Contemporary Considerations in Transcatheter Pulmonary Valve Replacement

Congenital anomalies of the pulmonary valve (PV) and right ventricular outflow tract (RVOT) leading to stenosis or regurgitation of the PV are among the most common congenital heart defects. Right ventricle (RV)–to–pulmonary artery (PA) conduit dysfunction from patients treated via Ross procedure for aortic valve disease or conotruncal abnormalities is also increasingly prevalent. Transcatheter techniques to treat the PV have rapidly evolved and become options in the lifetime management of children and adults with a variety of anatomies, with increasingly good mid- and long-term data.

ANATOMIC CHALLENGES

The heterogeneity in RVOT anatomy carries unique challenges in transcatheter treatment strategy. These anatomic differences include diameter; degree of calcification; underlying tissue characteristics (native or patched RVOT, traditional or decellularized homograft, synthetic conduits, bioprosthetic valves with varying rigidity,¹ prior stainless steel or covered stents); and surrounding structures, particularly proximity of the coronary arteries and associated risk of coronary compression and ischemia. The ideal hemodynamic result includes mild or no regurgitation and a low final gradient (defined as < 10 mm Hg or < 20 mm Hg depending on studies),² with a higher gradient associated with shorter valve longevity and higher risk of endocarditis.^3,4

TRANSCATHETER OPTIONS FOR PVs

Early Technology and Clinical Outcomes

The first transcatheter PV (TPV) in 2000—also the first transcatheter valve to be implanted in a human—was a bovine jugular valve sewn in a platinum-iridium stent. This eventually evolved into the Melody valve (Medtronic), which has paved the way for transcatheter heart valve (THV) technology. The balloon-expandable valve is available in diameters of 18 to 22 mm and can be expanded up to a 24-mm internal diameter (Figure 1A).

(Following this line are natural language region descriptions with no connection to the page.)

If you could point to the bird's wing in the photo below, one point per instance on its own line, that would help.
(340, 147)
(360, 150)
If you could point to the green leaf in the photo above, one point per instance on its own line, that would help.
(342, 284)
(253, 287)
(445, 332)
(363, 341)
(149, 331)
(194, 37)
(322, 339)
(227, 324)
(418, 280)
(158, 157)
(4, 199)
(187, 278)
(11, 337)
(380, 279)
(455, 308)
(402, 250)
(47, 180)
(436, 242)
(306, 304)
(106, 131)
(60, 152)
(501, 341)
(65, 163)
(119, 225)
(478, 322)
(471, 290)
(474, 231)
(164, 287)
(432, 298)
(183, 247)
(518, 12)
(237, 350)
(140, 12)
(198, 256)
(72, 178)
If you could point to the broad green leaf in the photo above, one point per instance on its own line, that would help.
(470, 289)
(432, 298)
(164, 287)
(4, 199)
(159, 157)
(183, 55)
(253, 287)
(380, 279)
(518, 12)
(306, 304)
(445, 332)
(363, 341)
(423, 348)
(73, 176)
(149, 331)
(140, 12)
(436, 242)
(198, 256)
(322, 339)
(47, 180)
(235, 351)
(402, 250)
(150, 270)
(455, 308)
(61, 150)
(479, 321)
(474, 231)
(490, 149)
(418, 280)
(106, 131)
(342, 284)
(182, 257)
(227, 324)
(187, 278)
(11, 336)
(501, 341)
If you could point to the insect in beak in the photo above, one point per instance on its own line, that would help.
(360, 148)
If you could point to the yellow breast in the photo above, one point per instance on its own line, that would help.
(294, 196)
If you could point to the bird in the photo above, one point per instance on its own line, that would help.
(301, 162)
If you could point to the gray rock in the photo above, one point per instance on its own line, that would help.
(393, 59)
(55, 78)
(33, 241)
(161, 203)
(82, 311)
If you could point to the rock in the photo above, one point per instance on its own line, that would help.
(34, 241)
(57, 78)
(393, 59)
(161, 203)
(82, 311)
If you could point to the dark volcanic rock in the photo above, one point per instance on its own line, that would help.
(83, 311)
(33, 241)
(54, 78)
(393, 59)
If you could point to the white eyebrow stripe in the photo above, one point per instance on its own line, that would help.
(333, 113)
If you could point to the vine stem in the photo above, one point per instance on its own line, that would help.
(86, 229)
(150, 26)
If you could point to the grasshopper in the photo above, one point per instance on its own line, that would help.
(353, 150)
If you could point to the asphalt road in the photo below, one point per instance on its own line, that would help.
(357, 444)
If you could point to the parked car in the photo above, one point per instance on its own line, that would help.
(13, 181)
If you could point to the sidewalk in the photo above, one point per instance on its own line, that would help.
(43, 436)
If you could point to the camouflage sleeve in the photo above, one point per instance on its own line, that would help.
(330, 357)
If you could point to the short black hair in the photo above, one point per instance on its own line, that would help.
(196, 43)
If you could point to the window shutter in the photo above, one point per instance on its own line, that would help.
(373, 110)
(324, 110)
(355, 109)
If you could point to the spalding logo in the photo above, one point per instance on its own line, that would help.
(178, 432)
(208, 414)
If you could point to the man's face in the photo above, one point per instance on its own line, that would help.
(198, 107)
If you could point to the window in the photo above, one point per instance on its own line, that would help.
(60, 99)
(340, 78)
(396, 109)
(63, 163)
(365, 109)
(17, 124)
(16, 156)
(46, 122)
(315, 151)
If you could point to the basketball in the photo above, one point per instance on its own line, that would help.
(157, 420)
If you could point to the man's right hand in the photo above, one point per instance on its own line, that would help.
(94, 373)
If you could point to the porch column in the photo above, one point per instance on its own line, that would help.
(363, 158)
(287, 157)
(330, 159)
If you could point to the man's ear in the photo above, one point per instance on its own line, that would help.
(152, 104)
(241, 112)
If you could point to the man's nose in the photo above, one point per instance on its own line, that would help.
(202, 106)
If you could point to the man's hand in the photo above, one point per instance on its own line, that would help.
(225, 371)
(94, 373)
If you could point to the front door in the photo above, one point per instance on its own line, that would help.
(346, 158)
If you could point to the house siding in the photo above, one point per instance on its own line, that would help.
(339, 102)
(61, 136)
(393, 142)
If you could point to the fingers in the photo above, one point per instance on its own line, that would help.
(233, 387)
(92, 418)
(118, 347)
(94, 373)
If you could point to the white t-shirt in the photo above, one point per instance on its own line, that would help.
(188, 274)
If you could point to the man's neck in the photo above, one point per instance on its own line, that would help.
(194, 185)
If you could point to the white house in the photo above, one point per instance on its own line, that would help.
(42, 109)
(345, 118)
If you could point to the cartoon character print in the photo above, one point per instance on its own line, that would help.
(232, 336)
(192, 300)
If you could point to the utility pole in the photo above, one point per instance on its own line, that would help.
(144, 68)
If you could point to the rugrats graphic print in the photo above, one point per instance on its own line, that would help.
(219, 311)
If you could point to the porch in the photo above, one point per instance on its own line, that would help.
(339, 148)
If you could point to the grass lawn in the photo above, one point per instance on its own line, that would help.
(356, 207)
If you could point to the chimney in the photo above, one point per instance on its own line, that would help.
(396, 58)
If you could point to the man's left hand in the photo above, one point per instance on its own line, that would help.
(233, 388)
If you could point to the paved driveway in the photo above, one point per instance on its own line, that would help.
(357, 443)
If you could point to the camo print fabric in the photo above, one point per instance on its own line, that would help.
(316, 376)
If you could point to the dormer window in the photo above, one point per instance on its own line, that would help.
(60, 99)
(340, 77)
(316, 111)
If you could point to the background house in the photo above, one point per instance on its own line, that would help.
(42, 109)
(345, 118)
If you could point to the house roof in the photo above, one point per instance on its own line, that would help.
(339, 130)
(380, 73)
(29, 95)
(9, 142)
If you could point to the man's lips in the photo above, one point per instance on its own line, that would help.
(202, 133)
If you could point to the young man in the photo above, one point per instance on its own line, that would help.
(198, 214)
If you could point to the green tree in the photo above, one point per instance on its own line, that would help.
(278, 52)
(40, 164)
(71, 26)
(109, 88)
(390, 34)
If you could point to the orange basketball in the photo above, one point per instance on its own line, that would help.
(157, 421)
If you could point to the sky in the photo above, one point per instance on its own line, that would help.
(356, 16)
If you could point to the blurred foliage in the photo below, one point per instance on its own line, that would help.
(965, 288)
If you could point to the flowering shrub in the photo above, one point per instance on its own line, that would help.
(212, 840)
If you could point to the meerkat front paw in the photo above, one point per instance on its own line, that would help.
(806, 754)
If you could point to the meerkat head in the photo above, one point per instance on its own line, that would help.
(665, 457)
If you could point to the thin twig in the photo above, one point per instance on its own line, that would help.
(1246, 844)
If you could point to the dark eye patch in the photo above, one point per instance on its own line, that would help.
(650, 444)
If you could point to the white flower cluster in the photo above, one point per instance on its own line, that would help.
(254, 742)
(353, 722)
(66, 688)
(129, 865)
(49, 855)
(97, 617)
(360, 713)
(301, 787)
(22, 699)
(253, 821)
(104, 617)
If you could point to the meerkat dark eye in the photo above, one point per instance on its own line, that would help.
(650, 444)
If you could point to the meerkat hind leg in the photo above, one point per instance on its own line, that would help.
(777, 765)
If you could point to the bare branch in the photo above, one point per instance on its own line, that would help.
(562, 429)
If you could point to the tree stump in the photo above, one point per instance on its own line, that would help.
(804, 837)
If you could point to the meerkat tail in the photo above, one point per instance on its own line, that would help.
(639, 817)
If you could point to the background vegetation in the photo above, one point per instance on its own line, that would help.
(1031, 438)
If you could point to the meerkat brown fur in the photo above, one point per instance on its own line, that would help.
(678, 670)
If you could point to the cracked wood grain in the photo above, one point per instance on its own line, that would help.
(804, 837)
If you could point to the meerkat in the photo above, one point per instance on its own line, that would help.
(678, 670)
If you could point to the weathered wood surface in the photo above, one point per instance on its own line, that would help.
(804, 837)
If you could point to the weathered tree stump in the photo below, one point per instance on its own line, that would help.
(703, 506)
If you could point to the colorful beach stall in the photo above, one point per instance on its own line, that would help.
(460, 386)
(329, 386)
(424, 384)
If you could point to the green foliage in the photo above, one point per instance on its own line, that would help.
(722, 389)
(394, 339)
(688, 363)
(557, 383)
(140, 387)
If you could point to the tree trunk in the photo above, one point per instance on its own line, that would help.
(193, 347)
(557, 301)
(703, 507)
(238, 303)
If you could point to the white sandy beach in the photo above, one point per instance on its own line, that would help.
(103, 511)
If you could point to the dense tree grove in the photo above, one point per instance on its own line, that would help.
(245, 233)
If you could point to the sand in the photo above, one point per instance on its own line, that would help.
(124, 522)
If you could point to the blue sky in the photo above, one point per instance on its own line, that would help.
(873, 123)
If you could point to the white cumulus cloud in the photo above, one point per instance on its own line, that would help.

Figure 1. TPV implants: Melody valve within a calcified conduit after prestenting with a covered and bare-metal stent (A). Sapien valve implanted inside a Magna Ease bioprosthetic valve (Edwards Lifesciences), which was intentionally fractured with high-pressure balloon inflation prior to Sapien deployment (B). Harmony valve (C). Sapien valve implanted in an Alterra prestent (D).

The Sapien family of balloon-expandable valves (Edwards Lifesciences) was developed for use in the aortic valve and is approved for patients with dysfunctional RV-to-PA conduits or bioprosthetic valves (Figure 1B). Sapien features bovine pericardial leaflets in a cobalt-chromium frame and is available in internal diameters of 20 to 29 mm.

In a national registry including over 4,500 procedures from 2016 to 2021 (of which 25% were done in native RVOT), balloon-expandable valves have been implanted safely with > 94% acute success and 2.4% incidence of major adverse events.² A large trial is now underway to assess the performance of the newest-generation Sapien 3 Ultra Resilia in bioprosthetic valves, conduits, and THV-in-THV procedures (COMPASSION trial). The Sapien 3 Ultra Resilia has an anticalcification treatment on the leaflets and a longer skirt to prevent paravalvular leak.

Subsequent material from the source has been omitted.